I do not intend to ever let my windows 7 computer die!
Sounds like this computer is very important. A client of mine has software made around Windows 95 that he cant do without that doesn't play well with Windows 7 or 10, but it plays well with XP.
When his computer died he had 3 options.
- Buy newer software that would work with Windows 10
- Buy a same make/model computer and migrate the healthy hard drive over to that system
- Run a Windows XP Virtual Machine environment on a refurb or new Windows 7 build.

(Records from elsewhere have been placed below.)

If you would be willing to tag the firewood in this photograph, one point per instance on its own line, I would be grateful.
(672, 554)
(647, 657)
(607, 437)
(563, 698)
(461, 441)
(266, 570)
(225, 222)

He chose to run the software in a virtual machine environment on a newer Windows 7 laptop that supported running a Windows XP virtual machine. And I worked the magic to migrate that build to a virtual machine for him to be able to use it for his office.
Because he uses this system offline from the internet he could run it without worry of vulnerabilities which are mostly vulnerabilities that require an internet connection to get infected or compromised.
If the computer is not connected to the internet then drastically less worries with lack of security updates, because 99.9% of any future vulnerabilities will be ones that were engineered to exploit a system that is online.
You might want to have a system handy that is ready to be used in the event that the main older system dies on you. Also regular backups of data so that in the event that a hard drive dies you can restore the latest backup to that spare system and be back up and running if its critical that you have this system available to you for your work.